Out of a total of 157 users among the top ten throughout this period, the 33 ones have been removed from Twitter. Of the remaining top users, the Bot Detective indicated that only 41 were human. The remaining ones are some other kind of bot.
The above findings are the result of an ad hoc analysis carried out by the working group. Its immediate plans however include the “interconnection” of the know-how required for Bot Detective with the Ukraine Data Observatory, so that Observatory users would soon be able to see next to each account in the lists of top users the estimations for its “identity” – whether it is considered to be human, cyborg or some kind of bot.
For now, the application and the research group’s work in general highlight inter alia two standard open questions about the quality characteristics of public discussion in social media, especially at times of crisis.

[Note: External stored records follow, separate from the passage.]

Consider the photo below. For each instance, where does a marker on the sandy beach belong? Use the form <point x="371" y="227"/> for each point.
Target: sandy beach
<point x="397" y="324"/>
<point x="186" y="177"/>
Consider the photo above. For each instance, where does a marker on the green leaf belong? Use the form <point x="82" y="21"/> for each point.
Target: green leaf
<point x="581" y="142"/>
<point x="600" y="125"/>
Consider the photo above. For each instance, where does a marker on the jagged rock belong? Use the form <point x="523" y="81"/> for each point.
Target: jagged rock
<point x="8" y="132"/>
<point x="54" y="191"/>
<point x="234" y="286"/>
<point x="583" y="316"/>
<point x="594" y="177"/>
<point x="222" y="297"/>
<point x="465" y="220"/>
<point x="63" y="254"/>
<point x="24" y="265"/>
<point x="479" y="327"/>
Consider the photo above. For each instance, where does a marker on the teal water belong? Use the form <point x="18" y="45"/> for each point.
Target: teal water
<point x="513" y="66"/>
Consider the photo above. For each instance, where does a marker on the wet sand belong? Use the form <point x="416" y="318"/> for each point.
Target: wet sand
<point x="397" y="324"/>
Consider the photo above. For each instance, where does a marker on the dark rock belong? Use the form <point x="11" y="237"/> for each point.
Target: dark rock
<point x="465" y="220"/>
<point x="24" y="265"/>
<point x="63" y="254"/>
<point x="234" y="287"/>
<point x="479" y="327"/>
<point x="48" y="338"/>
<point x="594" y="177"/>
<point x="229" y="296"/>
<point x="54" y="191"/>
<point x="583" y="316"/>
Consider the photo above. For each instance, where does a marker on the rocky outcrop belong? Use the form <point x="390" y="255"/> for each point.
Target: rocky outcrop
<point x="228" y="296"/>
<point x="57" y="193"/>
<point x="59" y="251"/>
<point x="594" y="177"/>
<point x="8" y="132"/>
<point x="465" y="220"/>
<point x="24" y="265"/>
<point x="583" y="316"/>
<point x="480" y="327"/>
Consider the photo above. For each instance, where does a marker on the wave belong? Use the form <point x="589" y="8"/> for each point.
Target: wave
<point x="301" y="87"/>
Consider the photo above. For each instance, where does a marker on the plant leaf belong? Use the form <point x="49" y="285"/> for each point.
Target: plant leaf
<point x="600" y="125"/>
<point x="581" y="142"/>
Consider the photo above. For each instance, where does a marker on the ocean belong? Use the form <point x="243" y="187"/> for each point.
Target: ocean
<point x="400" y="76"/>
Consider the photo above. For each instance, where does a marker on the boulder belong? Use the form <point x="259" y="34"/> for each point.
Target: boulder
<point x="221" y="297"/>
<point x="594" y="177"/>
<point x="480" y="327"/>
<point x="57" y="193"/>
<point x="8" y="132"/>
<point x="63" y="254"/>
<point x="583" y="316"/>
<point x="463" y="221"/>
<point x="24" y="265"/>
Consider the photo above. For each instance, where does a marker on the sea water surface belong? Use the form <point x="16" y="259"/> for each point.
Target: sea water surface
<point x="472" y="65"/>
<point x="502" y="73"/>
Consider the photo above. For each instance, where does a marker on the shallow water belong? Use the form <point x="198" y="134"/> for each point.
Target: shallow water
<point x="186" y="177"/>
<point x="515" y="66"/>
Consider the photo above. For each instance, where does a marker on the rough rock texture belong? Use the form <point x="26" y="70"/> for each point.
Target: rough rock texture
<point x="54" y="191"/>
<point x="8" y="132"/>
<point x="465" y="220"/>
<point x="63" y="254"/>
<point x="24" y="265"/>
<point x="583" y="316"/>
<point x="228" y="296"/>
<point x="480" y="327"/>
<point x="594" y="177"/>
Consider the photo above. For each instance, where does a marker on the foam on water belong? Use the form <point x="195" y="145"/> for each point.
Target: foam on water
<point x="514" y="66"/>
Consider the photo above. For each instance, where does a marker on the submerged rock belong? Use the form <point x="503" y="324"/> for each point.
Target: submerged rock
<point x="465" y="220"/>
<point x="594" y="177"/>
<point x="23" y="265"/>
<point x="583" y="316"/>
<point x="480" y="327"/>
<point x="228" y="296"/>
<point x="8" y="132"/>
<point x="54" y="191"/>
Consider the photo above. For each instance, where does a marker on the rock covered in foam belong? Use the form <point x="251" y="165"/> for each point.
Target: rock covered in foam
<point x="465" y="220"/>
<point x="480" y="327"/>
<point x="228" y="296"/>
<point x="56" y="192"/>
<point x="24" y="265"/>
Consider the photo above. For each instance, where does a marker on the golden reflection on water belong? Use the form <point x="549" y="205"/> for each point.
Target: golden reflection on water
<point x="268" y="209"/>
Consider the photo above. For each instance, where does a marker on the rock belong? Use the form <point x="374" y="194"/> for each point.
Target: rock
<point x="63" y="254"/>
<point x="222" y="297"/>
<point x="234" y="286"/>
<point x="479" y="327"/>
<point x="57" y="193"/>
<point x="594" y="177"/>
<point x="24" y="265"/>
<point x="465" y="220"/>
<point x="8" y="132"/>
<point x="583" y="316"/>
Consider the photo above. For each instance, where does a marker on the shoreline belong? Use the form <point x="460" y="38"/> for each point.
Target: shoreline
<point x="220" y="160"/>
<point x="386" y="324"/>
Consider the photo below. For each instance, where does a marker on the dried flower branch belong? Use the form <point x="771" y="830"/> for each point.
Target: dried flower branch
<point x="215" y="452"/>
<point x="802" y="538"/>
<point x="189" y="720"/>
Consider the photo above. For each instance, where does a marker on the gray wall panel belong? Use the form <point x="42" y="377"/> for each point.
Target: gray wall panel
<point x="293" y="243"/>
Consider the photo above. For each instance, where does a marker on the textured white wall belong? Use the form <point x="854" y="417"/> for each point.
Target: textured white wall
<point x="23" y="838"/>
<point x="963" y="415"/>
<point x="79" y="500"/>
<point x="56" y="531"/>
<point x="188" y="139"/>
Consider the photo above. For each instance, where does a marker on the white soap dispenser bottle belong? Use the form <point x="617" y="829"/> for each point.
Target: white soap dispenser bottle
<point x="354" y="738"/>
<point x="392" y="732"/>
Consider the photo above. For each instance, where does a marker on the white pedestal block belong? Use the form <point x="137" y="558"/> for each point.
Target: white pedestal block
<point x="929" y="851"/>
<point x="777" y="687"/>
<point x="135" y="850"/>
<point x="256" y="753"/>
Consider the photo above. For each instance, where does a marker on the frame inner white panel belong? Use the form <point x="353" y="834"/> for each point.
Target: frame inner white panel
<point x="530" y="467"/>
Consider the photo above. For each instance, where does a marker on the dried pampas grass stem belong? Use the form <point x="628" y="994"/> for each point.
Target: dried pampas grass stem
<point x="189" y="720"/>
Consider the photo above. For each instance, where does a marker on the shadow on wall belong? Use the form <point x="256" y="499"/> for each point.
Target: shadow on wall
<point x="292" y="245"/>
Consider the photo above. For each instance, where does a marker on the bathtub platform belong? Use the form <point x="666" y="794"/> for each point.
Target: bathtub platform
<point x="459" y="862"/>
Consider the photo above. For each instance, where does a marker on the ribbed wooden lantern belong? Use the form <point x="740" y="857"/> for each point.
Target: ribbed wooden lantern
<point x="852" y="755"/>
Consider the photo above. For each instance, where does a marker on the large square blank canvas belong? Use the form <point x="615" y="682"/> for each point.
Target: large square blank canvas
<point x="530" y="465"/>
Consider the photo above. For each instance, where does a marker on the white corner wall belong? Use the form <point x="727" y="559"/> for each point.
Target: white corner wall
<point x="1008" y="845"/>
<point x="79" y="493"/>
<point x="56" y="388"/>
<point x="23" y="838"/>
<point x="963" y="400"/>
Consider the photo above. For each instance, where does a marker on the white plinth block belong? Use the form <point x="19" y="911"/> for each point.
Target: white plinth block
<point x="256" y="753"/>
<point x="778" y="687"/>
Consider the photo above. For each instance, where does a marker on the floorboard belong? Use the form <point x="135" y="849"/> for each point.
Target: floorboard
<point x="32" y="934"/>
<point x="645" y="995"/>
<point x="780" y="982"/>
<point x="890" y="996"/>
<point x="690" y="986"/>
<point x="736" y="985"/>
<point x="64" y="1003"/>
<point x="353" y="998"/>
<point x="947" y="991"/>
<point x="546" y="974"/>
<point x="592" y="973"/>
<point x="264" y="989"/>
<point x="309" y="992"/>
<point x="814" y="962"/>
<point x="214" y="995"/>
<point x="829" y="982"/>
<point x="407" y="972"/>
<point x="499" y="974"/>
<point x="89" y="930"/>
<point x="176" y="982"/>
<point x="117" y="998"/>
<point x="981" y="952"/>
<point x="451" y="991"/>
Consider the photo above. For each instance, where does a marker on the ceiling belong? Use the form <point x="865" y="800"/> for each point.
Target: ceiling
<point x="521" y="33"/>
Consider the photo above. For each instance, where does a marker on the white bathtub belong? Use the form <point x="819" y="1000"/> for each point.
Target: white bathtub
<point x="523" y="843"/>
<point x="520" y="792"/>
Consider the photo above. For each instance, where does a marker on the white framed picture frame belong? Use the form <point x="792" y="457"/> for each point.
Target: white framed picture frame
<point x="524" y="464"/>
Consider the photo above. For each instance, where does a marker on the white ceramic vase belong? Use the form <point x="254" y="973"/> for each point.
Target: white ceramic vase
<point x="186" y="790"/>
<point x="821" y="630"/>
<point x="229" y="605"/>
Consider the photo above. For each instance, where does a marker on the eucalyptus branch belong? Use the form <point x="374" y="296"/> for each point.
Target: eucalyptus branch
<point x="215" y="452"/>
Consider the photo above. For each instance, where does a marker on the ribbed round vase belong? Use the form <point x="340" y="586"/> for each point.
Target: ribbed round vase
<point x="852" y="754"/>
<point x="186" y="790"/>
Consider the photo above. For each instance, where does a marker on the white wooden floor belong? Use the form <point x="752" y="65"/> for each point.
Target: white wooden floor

Of course, the one question concerns the role of bots and the influence of public discussion: “There is no overlapping in the lists of top ten most active users and the top ten most influencing users”, notes Pavlos Sermpezis referring to the first indicative analysis “exercise” carried out by the research group. “I wouldn’t jump to the conclusion that discussion is not affected”, he adds and states that based on recent research, in general “10% – 15% of Twitter is bots and 25% of the content is shared by bots, given that bots tweet much more often than humans. As regards some topics, either key ones or of much more interest, like for instance the COVID pandemic, 50% of the content came from bots”. On the same wavelength, Ilias Dimitriadis refering to the case of conversation about Ukraine, says that “we haven’t checked, for instance, whether there is an overlapping between the top 100 (most influencing and most active users respectively). In other words, there may be a bot for example in the top 100 most influencing users”.
The second issue that also comes up for discussion through this particular research project concerning the distribution of information on social media, is whether social media have lost the initial – a decade ago – much promising information dynamics that emerges “bottom up” and the dynamics of message that is freely disseminated from many to many, without centralized control. “As for the most influencing users, we notice something else that is also very important: This month, the total number of users entered (at any time) in the (daily) list of top ten users is 41. We have analyzed them as well. Of them, only six turned out to be “human” (through the Bot Detective); the remaining ones were cyborgs” notes Ilias Dimitriadis – highlighting once again the current superiority of news agencies, established mass media, other organizations and entities in social media that once appeared as the radical force of paradigm shift in mass communication.